Tempesta di Mare’s ninth season concludes on May 20 & 21 with the orchestral program Ino, featuring George Philipp Telemann’s dramatic cantata by the same name, with Laura Heimes, soprano. Performances take place on May 20 at 8:00 at the Arch Street Meeting House in Old City and May 21 at 8:00 at the Presbyterian Church of Chestnut Hill. Tickets are $25–35, with discounts for full-time college students and seniors. Children grades 3-12 free. Tickets are available online at tempestadimare.org, by phone at 215-755-8776, or by email at info@tempestadimare.org.
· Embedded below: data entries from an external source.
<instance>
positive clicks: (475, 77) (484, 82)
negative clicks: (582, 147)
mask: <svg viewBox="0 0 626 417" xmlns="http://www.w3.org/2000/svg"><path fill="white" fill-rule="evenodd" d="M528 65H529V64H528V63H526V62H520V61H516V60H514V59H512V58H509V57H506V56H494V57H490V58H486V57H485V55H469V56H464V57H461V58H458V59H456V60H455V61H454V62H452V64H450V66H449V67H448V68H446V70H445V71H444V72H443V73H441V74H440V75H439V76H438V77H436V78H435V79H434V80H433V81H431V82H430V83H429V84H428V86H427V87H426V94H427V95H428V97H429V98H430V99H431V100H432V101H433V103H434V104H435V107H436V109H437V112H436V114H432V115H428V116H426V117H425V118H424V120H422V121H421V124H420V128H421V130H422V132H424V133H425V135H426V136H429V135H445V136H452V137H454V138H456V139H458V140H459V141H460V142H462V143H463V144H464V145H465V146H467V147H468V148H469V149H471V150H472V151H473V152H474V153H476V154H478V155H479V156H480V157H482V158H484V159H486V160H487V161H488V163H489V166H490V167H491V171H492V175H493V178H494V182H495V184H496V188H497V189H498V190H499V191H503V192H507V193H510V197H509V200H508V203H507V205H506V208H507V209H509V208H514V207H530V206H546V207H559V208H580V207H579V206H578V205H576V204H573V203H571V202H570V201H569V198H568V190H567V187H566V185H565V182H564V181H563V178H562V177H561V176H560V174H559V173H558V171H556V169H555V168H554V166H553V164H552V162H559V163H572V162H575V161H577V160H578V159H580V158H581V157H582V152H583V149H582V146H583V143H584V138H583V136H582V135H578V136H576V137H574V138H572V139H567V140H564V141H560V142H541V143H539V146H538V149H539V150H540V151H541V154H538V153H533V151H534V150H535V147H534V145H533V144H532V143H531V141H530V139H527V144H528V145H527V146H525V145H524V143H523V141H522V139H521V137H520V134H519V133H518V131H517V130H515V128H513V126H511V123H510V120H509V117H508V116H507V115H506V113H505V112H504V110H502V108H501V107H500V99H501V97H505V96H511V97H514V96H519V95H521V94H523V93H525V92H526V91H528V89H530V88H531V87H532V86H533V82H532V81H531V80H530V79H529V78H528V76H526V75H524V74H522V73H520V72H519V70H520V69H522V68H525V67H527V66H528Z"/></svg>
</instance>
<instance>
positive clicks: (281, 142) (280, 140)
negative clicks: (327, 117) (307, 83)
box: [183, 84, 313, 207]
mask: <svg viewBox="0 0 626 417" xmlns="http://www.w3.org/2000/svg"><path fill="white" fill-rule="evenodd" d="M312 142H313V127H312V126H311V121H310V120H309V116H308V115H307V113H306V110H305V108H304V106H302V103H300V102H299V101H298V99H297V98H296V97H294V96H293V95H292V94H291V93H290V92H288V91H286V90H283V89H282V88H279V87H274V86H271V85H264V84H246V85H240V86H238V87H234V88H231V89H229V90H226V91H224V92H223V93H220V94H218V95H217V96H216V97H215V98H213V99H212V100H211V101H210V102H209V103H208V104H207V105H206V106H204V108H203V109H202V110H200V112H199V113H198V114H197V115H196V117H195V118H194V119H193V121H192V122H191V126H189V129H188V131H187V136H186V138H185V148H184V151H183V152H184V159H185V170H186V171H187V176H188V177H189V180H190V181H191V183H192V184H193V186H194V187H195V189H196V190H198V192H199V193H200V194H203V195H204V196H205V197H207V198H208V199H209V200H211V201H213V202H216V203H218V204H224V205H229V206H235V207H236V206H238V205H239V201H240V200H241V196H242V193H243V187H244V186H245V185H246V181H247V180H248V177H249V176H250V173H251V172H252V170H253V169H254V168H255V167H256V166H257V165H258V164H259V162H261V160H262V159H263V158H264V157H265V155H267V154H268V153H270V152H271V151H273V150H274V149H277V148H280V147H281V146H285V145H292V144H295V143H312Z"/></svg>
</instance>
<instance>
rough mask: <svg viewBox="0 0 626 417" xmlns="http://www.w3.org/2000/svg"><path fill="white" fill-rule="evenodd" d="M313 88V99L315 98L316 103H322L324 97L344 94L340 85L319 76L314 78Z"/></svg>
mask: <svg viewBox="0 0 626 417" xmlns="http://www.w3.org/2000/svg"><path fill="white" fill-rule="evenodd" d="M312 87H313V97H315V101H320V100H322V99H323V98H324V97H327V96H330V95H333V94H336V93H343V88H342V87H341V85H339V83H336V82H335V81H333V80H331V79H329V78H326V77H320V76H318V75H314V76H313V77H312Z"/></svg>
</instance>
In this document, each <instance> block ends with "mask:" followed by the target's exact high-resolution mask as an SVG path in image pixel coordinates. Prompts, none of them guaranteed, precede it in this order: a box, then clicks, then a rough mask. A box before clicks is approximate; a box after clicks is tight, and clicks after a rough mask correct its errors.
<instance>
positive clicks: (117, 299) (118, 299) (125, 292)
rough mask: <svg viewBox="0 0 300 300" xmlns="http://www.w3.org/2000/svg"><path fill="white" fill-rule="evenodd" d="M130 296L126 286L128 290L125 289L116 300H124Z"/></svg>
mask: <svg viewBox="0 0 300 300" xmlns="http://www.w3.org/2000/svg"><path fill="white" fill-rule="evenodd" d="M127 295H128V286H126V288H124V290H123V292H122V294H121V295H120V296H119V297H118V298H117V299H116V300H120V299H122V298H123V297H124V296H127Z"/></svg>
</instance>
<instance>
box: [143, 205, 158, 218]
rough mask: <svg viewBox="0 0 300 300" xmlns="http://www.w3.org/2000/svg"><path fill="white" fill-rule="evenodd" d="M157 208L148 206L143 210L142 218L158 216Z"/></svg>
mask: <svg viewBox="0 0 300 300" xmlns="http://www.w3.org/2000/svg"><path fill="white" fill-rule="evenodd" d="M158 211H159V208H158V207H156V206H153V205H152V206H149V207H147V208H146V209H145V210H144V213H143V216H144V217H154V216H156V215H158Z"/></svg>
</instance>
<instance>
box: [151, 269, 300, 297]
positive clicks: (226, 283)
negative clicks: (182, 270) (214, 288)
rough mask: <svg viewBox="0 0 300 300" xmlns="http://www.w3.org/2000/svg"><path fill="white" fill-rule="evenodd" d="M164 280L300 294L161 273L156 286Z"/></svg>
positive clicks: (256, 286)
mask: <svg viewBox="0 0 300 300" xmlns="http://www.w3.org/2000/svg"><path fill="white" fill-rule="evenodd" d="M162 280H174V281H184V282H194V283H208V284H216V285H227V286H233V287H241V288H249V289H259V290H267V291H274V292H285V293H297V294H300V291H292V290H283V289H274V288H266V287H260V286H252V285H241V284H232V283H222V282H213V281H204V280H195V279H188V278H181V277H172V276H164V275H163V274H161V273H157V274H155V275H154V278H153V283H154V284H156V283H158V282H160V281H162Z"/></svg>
Telemann’s Ino, for soprano and orchestra, tells the Greek myth of Ino, who, fleeing for her life from her enraged husband, is rescued by the gods. The music, written when the composer was 84 in the most up-to-date style at the dawn of the “classical” era, reflects the drama at each turn of situation. Soprano Laura Heimes, praised for her “sparkle and humor, radiance and magnetism,” will sing the cantata.
Two instrumental works round out the program. One, a glittering “Ouverture Grosso” for double orchestra by Berlin composer Johann Gottlieb Janitsch, is in the same current style as the Telemann. It will receive its modern premiere in these performances. The other, Johann Friedrich Fasch’s majestic Concerto for Orchestra in D, features pairs of flutes, oboes, bassoons, horns and a solo violin with a string ensemble. The Fasch will be recorded in concert as part of the repertoire that will go onto a November 2011 Chandos release.
Chandos Records has contracted Tempesta di Mare to produce a new CD annually for worldwide commercial release on its Chaconne label. In a marketplace otherwise dominated by European groups, Tempesta di Mare is the only US baroque orchestra on the prestigious British label’s roster. The recording project has been made possible in part with a grant from The Pew Center for Arts & Heritage through the Philadelphia Music Project.
Laura Heimes, hailed for “a voice equally velvety up and down the registers,” is widely regarded as an artist of great versatility, with repertoire ranging from the Renaissance to the 21st century. She has collaborated with leading figures in early music, including Andrew Lawrence King, Julianne Baird, Paul O’Dette, The New York Collegium and Piffaro. She has been heard at the Boston, Connecticut and Indianapolis Early Music Festivals, at the Oregon and Philadelphia Bach Festivals with Helmuth Rilling, at the Carmel Bach Festival with Bruno Weil, and in Brazil in concerts of Bach and Handel. With the Philadelphia Orchestra she appeared as Mrs. Nordstrom in Stephen Sondheim’s A Little Night Music.